Reserve Bank governor Graeme Wheeler yesterday picked 2016 and 2017 as a peak for annual construction investment in the reconstruction, with around $4 billion to be spent each year.
"There's a lot of pressure starting to build up on the construction industry, and a lot likely to build up over the next three years as investments peak in Canterbury," he said to a function hosted by the Canterbury Employers' Chamber of Commerce.
The bank has signalled that interest rates are very likely to rise soon, which will impact those homeowners with mortgages, to help rein in inflation.
New Zealand construction investment has increased 40 per cent over the last two years largely because of the Canterbury rebuild, Wheeler said.
If targets including 12,000 new homes predicted to be constructed in Christchurch were met, then construction volumes would need to be 10 per cent higher than the last peak in 2004.
"On a global scale, the Canterbury earthquakes are among the 10 costliest natural disasters in recent history," Wheeler said in his first major speech of the year.

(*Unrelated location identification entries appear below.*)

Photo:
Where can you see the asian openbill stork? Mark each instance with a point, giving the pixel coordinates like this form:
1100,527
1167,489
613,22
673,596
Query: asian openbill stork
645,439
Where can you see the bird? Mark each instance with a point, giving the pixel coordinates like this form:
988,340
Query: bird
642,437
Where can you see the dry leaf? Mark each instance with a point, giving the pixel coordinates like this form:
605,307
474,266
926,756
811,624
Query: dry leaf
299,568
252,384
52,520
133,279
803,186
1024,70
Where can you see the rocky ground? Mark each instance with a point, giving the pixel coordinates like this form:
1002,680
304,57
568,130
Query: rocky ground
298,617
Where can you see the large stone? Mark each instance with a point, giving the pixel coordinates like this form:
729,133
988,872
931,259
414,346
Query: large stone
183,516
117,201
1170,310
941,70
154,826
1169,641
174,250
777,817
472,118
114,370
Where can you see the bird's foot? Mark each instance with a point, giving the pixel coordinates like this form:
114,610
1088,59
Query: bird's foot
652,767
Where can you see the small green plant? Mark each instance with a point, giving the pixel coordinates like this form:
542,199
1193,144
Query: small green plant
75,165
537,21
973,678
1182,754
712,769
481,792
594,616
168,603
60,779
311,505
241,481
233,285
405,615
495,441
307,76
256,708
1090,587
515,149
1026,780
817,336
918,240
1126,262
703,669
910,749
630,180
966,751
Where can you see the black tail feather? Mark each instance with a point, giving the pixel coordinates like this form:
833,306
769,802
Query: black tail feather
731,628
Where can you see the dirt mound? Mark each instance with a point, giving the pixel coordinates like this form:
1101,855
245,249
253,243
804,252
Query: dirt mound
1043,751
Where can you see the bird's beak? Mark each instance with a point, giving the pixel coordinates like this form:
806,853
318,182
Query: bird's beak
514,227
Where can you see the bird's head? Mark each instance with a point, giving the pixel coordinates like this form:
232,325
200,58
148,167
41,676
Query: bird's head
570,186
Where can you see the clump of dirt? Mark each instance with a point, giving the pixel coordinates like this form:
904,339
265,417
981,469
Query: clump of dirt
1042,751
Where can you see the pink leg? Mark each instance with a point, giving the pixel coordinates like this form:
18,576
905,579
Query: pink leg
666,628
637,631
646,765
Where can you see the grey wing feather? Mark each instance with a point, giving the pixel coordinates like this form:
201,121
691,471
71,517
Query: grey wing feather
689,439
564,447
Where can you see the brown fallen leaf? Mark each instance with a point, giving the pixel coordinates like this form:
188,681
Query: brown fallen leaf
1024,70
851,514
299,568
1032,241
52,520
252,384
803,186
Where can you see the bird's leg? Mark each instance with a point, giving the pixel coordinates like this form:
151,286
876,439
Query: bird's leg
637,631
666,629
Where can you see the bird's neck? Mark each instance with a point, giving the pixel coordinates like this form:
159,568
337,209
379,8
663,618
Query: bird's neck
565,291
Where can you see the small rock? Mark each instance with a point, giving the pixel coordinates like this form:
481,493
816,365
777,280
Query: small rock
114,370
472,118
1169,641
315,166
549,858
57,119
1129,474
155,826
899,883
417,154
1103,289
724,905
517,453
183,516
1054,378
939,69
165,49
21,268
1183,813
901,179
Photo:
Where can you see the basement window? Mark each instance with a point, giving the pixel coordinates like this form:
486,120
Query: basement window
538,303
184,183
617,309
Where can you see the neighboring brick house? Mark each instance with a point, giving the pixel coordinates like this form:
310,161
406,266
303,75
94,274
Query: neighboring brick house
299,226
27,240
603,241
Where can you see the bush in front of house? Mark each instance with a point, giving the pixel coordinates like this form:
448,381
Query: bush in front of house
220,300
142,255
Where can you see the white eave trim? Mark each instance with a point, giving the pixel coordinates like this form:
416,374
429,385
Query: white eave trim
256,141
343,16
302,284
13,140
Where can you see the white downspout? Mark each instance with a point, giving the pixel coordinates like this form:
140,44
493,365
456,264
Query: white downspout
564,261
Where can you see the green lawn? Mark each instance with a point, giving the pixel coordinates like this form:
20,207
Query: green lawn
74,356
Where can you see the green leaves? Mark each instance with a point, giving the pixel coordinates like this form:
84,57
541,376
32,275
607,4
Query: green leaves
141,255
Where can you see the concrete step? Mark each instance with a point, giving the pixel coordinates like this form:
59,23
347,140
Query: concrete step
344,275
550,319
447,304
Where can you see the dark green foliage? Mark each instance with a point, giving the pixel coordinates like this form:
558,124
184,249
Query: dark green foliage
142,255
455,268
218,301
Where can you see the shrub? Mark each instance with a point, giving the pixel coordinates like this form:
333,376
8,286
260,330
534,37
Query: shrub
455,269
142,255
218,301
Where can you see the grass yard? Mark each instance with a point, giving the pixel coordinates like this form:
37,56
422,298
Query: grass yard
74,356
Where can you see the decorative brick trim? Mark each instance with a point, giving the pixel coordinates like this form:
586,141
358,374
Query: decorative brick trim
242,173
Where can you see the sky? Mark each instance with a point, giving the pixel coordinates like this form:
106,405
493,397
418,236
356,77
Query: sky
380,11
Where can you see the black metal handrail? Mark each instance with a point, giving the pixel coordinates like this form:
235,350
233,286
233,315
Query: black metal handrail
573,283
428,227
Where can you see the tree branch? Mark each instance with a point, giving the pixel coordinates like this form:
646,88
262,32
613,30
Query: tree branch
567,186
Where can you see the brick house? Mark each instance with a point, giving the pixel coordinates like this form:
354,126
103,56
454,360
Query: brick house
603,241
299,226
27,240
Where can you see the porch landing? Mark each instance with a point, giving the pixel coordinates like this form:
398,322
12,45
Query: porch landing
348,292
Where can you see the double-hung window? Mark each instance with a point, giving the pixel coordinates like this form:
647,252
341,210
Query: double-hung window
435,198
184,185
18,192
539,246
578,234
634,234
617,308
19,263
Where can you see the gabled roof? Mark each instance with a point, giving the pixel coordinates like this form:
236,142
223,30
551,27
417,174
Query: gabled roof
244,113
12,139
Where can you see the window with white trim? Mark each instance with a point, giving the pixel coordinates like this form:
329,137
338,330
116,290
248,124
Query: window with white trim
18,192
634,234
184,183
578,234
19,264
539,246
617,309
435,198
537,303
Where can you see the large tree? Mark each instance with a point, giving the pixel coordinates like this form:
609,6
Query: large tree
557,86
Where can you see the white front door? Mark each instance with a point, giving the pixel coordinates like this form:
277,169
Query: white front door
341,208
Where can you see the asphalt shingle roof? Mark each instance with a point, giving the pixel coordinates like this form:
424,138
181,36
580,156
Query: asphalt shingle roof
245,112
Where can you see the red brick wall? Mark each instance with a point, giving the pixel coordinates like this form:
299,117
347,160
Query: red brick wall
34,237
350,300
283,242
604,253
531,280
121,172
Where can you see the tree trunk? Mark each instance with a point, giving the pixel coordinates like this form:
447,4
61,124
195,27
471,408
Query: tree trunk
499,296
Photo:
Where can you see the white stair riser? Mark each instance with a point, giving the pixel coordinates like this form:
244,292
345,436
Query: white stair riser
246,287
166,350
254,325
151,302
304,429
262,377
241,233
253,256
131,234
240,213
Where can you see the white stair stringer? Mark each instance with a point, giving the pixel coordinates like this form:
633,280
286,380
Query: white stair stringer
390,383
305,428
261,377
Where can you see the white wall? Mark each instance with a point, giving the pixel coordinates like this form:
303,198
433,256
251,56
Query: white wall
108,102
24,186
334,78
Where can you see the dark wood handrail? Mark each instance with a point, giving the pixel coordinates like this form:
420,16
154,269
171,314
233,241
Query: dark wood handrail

He reiterated the bank's view the rebuild will cost around $40 billion at current prices, or around 20 per cent of annual gross domestic product.
"Now increases in the prices of construction and services in Canterbury, in many respects a good thing, because they're needed - and I'm speaking as an economist - to attract resources into the rebuild," he said. "But a key issue is whether those costs start spilling over into other sectors and regions, and there are signs this is starting to happen."
Annual New Zealand construction cost inflation was running at 5 per cent, though it was about double that in Canterbury.
Employment in the construction sector was currently 9 per cent below its 2006 peak.
"But recall it's probably another two to three years before construction activity peaks in Christchurch," Wheeler said.
The New Zealand economy was growing at around 3.5 per cent and likely to continue to grow at 3.5 per cent for at least the next 12 months.
The benefits of sustainable growth were eroded when inflation and inflation expectations became excessive.
Christchurch house prices in the fourth quarter of 2013 were 10 per cent ahead of the fourth quarter of 2012, and those in Auckland up by about 14 per cent and inflation also strong in other regions, he said.
Auckland mean house prices were now about 28 per cent above the 2007 peak, while in Christchurch they were 15 per cent above that peak.
Households also had high debt levels, at about 150 per cent of household disposable income.
The central bank this week left official interest rates on hold at 2.5 per cent, but sent a strong signal that rates would rise soon.
Most economists say a rise in March is almost certain.
The bank last October introduced limits on how much low deposit lending banks may do, partly to decrease risks of house price moves impacting the economy.
"The information to date suggests that housing turnover and the rate of house price inflation may be starting to ease. But that could be due either to LVR restrictions themselves or other factors such as house affordability," Wheeler said.